By Zheng Jinran in Beijing and Feng Zhiwei in Changsha | China Daily | Updated: 2014-05-15 07:10

Eleven people were sentenced to prison for selling the meat of nearly 1,000 dogs killed by poisoning, a court in Changde, Hunan province, said.

"The three main defendants were sentenced to five and a half to seven years in prison and all of them got huge fines for selling poisonous and harmful food," Shen Qiqin, the judge who heard the case in the People's Court of Dingcheng district, said on Wednesday.

Five people involved in the dog meat scheme were excluded from this trial because they are involved in other cases, he said.

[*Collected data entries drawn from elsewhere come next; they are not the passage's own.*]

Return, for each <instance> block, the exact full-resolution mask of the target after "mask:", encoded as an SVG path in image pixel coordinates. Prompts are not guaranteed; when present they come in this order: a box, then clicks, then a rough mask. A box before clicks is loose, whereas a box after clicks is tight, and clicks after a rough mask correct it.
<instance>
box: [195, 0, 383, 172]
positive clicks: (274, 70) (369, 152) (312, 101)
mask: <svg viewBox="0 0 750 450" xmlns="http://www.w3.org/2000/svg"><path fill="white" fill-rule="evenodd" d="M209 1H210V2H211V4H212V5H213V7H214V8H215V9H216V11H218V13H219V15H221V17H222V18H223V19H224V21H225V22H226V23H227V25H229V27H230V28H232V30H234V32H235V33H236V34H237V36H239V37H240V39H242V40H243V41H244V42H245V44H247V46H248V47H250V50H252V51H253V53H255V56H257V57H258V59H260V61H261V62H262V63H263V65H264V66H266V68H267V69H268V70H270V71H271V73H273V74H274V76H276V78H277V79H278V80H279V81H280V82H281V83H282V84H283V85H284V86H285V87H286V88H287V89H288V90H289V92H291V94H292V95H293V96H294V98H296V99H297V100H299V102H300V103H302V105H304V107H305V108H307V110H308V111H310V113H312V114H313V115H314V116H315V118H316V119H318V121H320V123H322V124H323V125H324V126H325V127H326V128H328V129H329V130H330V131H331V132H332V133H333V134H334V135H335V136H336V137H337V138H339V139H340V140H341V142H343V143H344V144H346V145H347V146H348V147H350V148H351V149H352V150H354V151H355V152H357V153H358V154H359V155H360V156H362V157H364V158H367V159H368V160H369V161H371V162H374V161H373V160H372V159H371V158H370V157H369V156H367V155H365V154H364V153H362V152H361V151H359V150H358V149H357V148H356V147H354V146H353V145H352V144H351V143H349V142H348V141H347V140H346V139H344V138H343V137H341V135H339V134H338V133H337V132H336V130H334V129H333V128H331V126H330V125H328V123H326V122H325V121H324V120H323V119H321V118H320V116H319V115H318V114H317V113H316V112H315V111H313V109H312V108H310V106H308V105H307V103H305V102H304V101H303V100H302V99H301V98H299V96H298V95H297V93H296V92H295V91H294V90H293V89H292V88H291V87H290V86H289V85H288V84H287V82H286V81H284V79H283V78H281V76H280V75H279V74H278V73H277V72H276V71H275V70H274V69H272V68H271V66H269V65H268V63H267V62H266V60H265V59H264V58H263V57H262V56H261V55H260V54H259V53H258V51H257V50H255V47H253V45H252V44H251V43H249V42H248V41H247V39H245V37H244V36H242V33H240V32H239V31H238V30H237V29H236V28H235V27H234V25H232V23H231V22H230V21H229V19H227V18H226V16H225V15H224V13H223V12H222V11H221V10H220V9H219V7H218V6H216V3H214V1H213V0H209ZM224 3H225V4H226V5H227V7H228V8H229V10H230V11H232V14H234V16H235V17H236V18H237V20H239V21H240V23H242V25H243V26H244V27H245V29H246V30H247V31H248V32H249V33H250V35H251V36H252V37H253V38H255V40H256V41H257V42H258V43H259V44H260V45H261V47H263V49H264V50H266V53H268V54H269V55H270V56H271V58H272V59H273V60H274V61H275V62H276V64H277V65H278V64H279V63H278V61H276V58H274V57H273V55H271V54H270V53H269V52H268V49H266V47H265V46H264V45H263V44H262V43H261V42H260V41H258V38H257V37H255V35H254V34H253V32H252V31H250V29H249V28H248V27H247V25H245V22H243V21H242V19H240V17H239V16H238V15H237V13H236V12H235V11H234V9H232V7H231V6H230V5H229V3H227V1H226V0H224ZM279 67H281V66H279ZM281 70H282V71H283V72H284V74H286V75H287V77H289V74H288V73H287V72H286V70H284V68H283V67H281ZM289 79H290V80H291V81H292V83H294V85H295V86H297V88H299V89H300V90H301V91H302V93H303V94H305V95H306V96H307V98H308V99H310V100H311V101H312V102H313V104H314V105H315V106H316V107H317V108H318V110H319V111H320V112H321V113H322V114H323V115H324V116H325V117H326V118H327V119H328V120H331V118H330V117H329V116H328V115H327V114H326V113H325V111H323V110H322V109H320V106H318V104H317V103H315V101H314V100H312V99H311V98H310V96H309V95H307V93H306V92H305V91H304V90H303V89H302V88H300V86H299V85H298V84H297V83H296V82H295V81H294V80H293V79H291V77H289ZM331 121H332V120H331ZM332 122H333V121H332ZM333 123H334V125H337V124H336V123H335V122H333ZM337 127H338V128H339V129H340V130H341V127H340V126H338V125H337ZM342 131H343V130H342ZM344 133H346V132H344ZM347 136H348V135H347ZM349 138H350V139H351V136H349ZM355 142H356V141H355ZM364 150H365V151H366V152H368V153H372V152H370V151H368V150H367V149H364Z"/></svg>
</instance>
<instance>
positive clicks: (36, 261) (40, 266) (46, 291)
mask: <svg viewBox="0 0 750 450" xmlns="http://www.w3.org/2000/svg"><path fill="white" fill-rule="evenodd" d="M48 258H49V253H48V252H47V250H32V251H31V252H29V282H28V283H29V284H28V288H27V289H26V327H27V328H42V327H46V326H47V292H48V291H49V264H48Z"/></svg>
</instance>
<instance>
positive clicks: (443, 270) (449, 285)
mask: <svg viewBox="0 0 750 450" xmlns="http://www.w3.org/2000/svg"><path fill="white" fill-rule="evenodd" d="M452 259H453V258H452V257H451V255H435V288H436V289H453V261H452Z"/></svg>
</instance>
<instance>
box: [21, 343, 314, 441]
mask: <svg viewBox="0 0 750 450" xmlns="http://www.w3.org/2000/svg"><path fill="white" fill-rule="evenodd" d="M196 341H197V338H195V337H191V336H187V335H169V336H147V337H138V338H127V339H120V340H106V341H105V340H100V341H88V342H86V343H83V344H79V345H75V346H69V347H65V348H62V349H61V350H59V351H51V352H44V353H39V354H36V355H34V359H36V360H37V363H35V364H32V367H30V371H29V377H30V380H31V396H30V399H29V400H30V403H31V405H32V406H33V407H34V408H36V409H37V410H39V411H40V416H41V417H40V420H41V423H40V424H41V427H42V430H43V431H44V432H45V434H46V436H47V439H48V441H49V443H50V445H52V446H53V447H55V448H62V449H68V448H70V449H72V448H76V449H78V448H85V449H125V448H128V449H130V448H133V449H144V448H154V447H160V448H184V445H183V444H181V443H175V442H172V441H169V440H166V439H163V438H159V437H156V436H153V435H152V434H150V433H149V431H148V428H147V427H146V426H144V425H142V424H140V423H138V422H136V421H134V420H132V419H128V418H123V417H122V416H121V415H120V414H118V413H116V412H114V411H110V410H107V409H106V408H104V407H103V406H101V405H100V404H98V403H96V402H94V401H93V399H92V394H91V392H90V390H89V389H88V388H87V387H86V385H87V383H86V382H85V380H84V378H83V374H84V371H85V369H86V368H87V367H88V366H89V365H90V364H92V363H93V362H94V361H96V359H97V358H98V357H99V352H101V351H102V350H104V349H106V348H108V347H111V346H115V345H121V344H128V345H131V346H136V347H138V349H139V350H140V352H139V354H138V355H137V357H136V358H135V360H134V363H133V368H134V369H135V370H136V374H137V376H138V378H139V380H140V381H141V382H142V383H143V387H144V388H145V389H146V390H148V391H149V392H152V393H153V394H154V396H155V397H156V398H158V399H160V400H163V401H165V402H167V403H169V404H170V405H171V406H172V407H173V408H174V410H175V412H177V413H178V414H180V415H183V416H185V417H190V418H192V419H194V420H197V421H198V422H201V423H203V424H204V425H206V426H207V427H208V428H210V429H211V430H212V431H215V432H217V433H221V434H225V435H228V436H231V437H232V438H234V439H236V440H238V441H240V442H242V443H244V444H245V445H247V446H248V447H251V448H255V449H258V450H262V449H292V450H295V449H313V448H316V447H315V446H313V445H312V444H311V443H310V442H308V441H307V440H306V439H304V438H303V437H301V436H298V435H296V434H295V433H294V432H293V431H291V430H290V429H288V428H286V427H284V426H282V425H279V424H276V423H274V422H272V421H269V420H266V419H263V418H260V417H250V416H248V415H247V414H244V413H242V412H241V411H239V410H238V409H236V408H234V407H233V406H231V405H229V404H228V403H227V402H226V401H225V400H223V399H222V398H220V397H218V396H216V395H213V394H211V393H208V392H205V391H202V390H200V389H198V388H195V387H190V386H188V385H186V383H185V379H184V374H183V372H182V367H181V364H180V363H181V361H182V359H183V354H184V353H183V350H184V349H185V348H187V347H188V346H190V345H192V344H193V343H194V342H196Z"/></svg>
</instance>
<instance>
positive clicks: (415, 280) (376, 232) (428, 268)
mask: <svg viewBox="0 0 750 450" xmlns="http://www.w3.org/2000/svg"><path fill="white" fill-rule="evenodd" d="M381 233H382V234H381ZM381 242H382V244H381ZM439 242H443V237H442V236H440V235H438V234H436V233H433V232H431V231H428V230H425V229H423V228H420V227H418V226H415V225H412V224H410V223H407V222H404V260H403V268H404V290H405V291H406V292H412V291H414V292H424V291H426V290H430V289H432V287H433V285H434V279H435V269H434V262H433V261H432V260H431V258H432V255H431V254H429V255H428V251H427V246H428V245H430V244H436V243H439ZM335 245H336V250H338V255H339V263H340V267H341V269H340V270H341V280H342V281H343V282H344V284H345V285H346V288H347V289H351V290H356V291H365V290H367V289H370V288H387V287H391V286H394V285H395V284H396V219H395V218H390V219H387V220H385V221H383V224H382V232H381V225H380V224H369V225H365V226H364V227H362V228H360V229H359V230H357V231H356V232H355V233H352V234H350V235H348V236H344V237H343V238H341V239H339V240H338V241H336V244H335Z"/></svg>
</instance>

The group started killing dogs in March 2013 using bows with poison darts that were coated with a highly toxic chemical. They usually targeted the animals in the early morning hours or in quiet places. When they were observed, they threatened villagers with the darts.

They usually worked in pairs using a motorcycle: one drove and the other shot the dogs. The whole process, from spotting a dog to carrying away its carcass, only took 15 seconds, Hong Zhenkun, the head of public security bureau of Dingcheng district of Changde, was quoted as saying by Rednet, a local news website.

The individuals stored 974 dog carcasses, weighing around 12 tons, in a freezer, planning to sell them during the winter, which is the peak time for the consumption of dog meat.

A worker at the bureau of animal inspection and quarantine in Dingcheng district provided a pass card that allowed the meat to be sold at markets.

In July, the police arrested all 16 members of the group and seized the frozen meat, valued at 300,000 yuan ($48,000). Meat that had already been sold was retrieved.

The poison used on the dogs was identified as succinylcholine chloride, a toxin that is forbidden by food laws. Experts said eating large amounts of the affected meat could harm a human.

Similar cases in which people have killed dogs with toxins or other methods have been exposed recently. Two men in Tongling, Anhui province, were arrested in January and accused of poisoning and selling hundreds of dogs.

Jia Zili, an expert in animal welfare at the Chinese Veterinary Medical Association, said it's not easy to stop all killings of dogs because of the constant demand for their meat, but it's crucial to stop the violent and illegal killings.